HD 40307 f

Discovery
- Discovered by: Mikko Tuomi et al.
- Discovery site: La Silla Observatory, Chile
- Discovery date: October 28, 2012
- Detection method: radial velocity, using HARPS

Orbital characteristics
- Semi-major axis: 0.247 [0.233, 0.258] AU
- Eccentricity: 0.03 [0, 0.13]
- Orbital period (sidereal): 51.76 [51.30, 52.26] d
- Semi-amplitude: 1.09 [0.77, 1.37]
- Star: HD 40307

= HD 40307 f =

Exoplanet orbiting the star HD 40307 in the constellation of Pictor

HD 40307 f is an extrasolar planet orbiting the star HD 40307. It is located 42 light-years away in the direction of the southern constellation Pictor. The planet was discovered by the radial velocity method, using the European Southern Observatory's HARPS apparatus by a team of astronomers led by Mikko Tuomi at the University of Hertfordshire and Guillem Anglada-Escude of the University of Göttingen, Germany. The existence of planet was confirmed in 2015.

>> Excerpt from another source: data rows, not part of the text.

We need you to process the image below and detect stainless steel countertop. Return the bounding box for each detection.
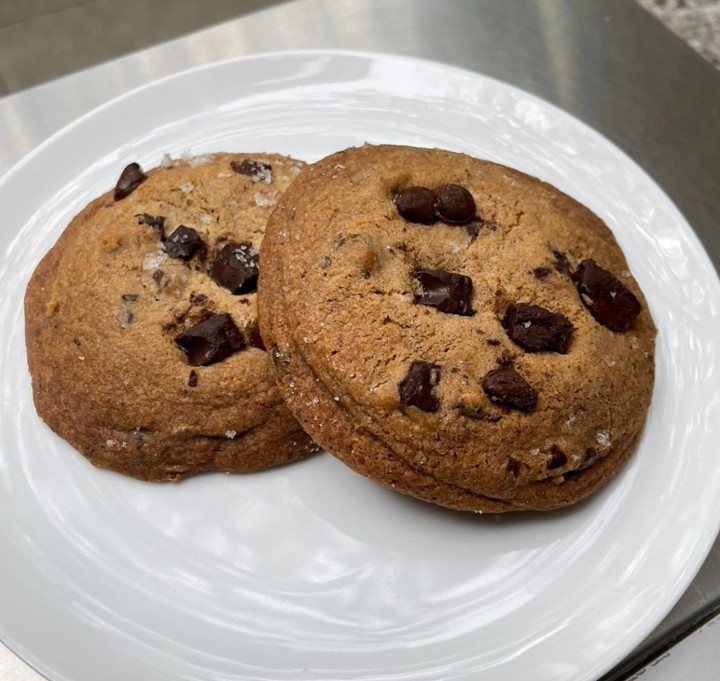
[1,1,719,679]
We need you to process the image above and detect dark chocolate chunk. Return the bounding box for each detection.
[188,370,198,388]
[566,447,598,478]
[552,250,571,276]
[114,163,147,201]
[399,361,441,412]
[164,225,204,261]
[212,242,259,294]
[230,159,272,184]
[394,187,438,225]
[434,184,476,225]
[486,339,501,347]
[481,368,537,412]
[574,259,641,332]
[174,313,245,366]
[547,445,567,469]
[533,267,551,280]
[503,303,573,353]
[121,293,139,302]
[136,213,166,240]
[414,270,474,316]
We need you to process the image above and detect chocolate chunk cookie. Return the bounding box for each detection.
[25,152,315,480]
[258,144,656,512]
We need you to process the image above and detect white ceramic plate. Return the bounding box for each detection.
[1,50,719,681]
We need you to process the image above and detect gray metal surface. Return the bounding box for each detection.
[1,1,719,678]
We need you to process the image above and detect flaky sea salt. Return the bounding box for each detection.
[106,439,116,447]
[143,251,167,270]
[529,448,540,456]
[254,191,278,207]
[199,212,213,225]
[630,336,639,350]
[565,414,577,429]
[160,153,175,169]
[179,181,194,194]
[225,430,237,439]
[603,357,617,367]
[595,429,612,448]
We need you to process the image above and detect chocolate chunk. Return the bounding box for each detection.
[481,368,537,412]
[121,293,139,302]
[486,339,501,346]
[247,323,266,350]
[174,313,245,366]
[394,187,438,225]
[414,270,474,316]
[164,226,204,261]
[503,304,573,353]
[548,445,567,469]
[553,250,571,276]
[188,370,198,388]
[212,242,259,294]
[114,163,147,201]
[434,184,476,225]
[566,447,598,478]
[574,259,641,331]
[533,267,551,280]
[399,361,441,412]
[230,159,272,184]
[136,213,166,240]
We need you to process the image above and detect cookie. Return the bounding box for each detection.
[258,144,656,512]
[25,152,316,480]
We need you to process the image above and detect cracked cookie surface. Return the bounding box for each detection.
[25,152,315,480]
[258,144,656,512]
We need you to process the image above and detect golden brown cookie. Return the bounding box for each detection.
[258,144,656,512]
[25,152,315,481]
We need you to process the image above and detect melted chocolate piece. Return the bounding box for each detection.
[212,242,259,294]
[574,259,641,331]
[174,313,245,366]
[394,187,438,225]
[503,303,573,353]
[481,368,537,412]
[230,159,272,184]
[399,361,441,412]
[164,226,204,261]
[414,270,474,316]
[136,213,166,240]
[434,184,476,225]
[547,445,567,469]
[114,163,147,201]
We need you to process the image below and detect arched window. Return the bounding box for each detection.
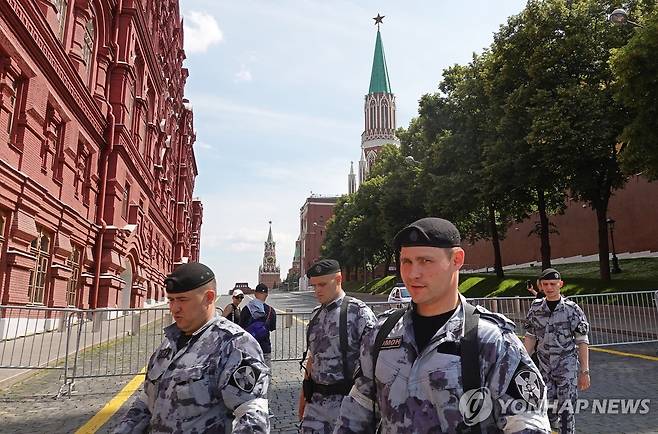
[28,228,51,304]
[55,0,68,41]
[367,150,377,172]
[369,101,376,130]
[0,212,7,259]
[66,246,81,306]
[82,19,95,81]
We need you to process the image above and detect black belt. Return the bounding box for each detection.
[314,381,352,396]
[303,379,352,401]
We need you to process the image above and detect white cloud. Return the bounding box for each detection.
[183,11,223,54]
[234,64,253,82]
[196,141,213,150]
[189,94,359,144]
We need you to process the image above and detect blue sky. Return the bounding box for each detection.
[180,0,527,293]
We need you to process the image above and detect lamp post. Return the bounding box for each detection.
[608,8,643,28]
[606,218,622,274]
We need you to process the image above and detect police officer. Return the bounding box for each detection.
[524,268,590,434]
[298,259,376,433]
[113,262,269,434]
[335,217,551,433]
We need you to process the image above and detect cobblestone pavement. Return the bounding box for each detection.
[1,291,657,433]
[575,344,658,434]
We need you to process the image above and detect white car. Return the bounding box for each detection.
[388,285,412,304]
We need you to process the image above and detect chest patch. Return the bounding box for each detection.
[380,337,402,350]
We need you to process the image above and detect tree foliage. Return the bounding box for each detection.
[324,0,653,282]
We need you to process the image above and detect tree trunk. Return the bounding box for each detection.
[488,204,505,278]
[537,189,552,270]
[596,204,611,281]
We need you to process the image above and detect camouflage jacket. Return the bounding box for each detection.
[302,294,376,432]
[334,295,551,434]
[524,296,589,372]
[112,315,269,434]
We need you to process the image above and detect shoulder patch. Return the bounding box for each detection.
[229,359,262,393]
[511,367,544,409]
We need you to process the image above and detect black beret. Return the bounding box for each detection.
[306,259,341,278]
[539,268,561,281]
[393,217,461,252]
[255,283,269,293]
[164,262,215,293]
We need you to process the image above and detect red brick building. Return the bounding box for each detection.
[0,0,202,309]
[298,195,338,290]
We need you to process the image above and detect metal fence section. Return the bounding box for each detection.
[1,291,657,391]
[0,305,171,394]
[270,310,312,362]
[0,306,80,372]
[467,291,658,346]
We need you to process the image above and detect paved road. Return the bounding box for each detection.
[0,290,657,433]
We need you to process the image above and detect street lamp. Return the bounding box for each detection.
[608,8,643,28]
[606,217,622,274]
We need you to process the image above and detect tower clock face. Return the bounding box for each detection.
[267,256,275,264]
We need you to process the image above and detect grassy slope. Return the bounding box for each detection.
[349,257,658,298]
[462,257,658,297]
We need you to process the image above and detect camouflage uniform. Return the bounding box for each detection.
[335,295,551,434]
[302,294,376,434]
[525,296,589,434]
[113,315,269,434]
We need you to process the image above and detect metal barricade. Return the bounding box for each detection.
[467,291,658,347]
[0,305,170,394]
[1,290,657,391]
[270,311,313,362]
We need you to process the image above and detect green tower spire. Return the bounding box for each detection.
[368,29,392,94]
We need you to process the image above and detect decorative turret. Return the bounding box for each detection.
[348,161,356,194]
[358,14,400,186]
[258,221,281,289]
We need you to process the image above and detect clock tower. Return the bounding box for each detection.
[258,221,281,289]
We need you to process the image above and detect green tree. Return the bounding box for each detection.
[485,1,572,271]
[611,5,658,178]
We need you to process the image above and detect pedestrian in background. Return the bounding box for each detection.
[526,279,544,299]
[524,268,590,434]
[223,288,244,325]
[241,283,276,368]
[298,259,376,434]
[113,262,269,434]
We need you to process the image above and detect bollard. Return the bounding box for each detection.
[131,311,141,335]
[92,309,108,333]
[285,308,293,328]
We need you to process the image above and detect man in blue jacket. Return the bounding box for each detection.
[241,283,276,367]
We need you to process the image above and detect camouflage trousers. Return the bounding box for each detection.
[545,369,578,434]
[300,394,343,434]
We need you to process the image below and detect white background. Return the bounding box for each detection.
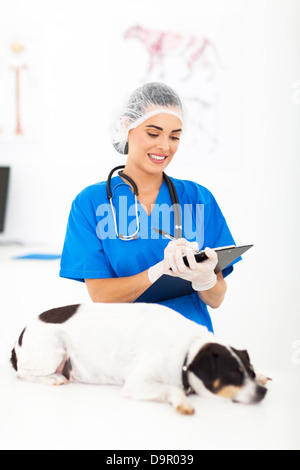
[0,0,299,377]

==Planetary characteristics==
This planet is the fifth planet from the star, at a distance of about 0.25 AU (compared to 0.39 AU for Mercury) with negligible eccentricity.

HD 40307 f's minimum mass is 5.2 that of Earth, and dynamical models suggest it cannot be much more (and so is measured close to edge-on). Planets like this in that system have been presumed "super-Earth".

Even though HD 40307 f is closer to the star than Mercury is to the Sun, it gets (slightly) less insolation than Mercury gets because the parent star is dimmer than our home star. It still gets more heat than Venus gets (like Gliese 581 c), and it has more gravitational potential than Venus has. HD 40307 f is more likely a super-Venus than a "super-Earth".

Moreover, planets b, c, and d are presumed to have migrated in from outer orbits; and planet b is predicted a sub-Neptune.